On March 27, with the British prime minister and Parliament still deeply mired in disagreement over terms for leaving the European Union, a Latham & Watkins Forum explored the origins of the unprecedented political impasse and pondered what might be required to reach a Brexit resolution. The panelists included Robert Howse, Lloyd C. Nelson Professor of International Law; Kalypso Nicolaïdis, Director of the Centre for International Studies at the University of Oxford; and Rob Moulton, a partner in the London office of Latham & Watkins and member of the firm’s Brexit Task Force.
“How is it possible that, two days before the date of automatic exit, [three] years after the vote, the referendum vote, how is it possible that we're still in a situation—as I think the BBC news put it yesterday in one of their headlines—in a permanent series of question marks?” moderator Gráinne de Búrca, Florence Ellinwood Allen Professor of Law, asked in her opening remarks.
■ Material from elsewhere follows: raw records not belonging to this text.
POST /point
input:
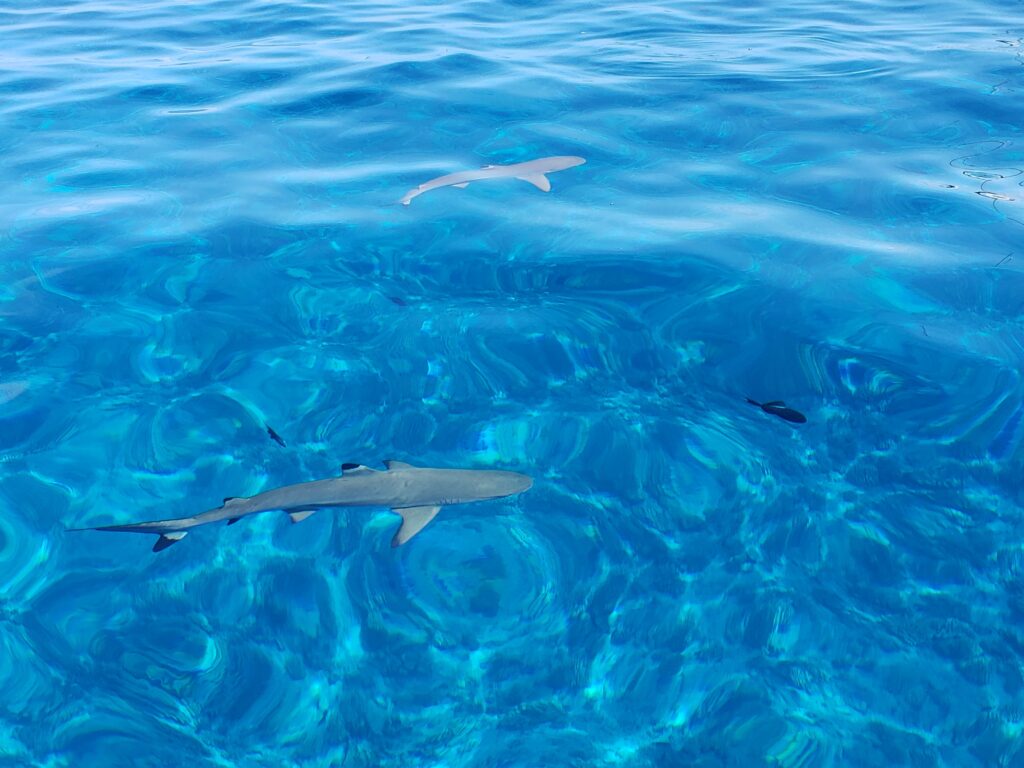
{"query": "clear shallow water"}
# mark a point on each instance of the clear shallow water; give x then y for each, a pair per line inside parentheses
(200, 237)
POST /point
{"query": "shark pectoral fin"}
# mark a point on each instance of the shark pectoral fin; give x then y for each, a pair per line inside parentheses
(414, 519)
(355, 469)
(539, 180)
(166, 540)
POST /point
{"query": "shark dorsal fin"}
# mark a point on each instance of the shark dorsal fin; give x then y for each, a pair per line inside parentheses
(355, 469)
(414, 519)
(539, 180)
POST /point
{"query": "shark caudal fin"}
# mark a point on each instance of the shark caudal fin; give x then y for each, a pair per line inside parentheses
(170, 531)
(414, 519)
(173, 530)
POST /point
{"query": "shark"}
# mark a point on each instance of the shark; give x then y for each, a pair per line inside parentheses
(417, 494)
(532, 171)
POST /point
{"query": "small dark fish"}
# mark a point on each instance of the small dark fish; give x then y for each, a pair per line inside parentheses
(274, 436)
(777, 408)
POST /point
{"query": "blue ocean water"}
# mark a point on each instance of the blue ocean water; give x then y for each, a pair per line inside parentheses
(813, 202)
Watch video of the discussion here:
“Brexit as a topic defies the normal political discourse,” said Moulton. “It does not fall into our party political system…because different parts of different parties think different things about whether the EU is a good or bad thing.”
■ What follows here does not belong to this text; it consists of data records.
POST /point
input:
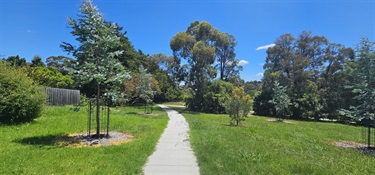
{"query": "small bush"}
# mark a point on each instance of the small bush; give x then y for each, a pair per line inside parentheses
(21, 100)
(238, 106)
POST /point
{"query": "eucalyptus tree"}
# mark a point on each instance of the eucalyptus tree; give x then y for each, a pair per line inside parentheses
(280, 100)
(312, 69)
(144, 88)
(96, 57)
(201, 45)
(363, 85)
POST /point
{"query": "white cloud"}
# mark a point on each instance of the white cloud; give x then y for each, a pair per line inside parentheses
(243, 62)
(265, 47)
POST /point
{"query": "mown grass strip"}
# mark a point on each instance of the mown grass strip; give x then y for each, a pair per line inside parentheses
(264, 147)
(32, 148)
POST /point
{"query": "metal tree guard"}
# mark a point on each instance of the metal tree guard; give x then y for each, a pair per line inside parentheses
(369, 127)
(104, 119)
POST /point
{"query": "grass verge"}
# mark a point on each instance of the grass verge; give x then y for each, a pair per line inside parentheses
(32, 148)
(264, 147)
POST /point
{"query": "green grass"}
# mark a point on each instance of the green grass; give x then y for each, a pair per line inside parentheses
(263, 147)
(32, 149)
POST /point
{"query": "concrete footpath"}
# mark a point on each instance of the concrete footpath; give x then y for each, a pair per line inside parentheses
(173, 154)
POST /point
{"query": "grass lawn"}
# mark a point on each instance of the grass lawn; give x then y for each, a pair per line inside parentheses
(264, 147)
(32, 149)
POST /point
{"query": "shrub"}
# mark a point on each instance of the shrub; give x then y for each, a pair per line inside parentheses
(238, 106)
(21, 100)
(216, 96)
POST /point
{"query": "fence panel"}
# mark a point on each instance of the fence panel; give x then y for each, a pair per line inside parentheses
(61, 97)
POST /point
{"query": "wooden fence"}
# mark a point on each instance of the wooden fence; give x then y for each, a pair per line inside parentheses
(58, 96)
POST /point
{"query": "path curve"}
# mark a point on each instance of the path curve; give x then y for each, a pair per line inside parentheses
(173, 154)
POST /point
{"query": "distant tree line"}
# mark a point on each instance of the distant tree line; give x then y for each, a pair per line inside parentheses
(305, 77)
(318, 76)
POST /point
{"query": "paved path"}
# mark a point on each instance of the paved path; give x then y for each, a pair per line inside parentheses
(173, 153)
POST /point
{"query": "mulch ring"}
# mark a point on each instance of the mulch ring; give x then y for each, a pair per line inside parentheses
(281, 121)
(355, 145)
(79, 140)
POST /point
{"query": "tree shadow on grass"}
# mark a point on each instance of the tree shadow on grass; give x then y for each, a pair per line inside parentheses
(59, 140)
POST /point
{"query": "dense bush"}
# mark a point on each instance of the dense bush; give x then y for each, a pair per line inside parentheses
(238, 106)
(216, 96)
(21, 99)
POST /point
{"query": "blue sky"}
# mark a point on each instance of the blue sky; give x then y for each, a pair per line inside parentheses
(37, 27)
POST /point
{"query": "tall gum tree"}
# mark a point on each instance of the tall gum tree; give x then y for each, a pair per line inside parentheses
(203, 46)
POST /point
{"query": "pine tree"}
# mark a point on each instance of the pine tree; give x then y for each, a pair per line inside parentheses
(96, 62)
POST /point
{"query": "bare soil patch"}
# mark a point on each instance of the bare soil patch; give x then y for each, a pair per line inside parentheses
(79, 140)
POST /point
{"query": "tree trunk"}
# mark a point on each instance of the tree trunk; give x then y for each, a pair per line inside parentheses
(98, 111)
Prime Minister Theresa May has tried to keep her party together, he added, without actually getting members to agree. “If two years ago she’d have settled on one particular route out, she would’ve had resignations from every part of her government that didn’t agree with it,” Moulton said. “And so it’s been the classic can down the road.…Two days before the supposed date, we’re only getting around to deciding how to try and do anything, because any earlier decision [would have destroyed] the government.”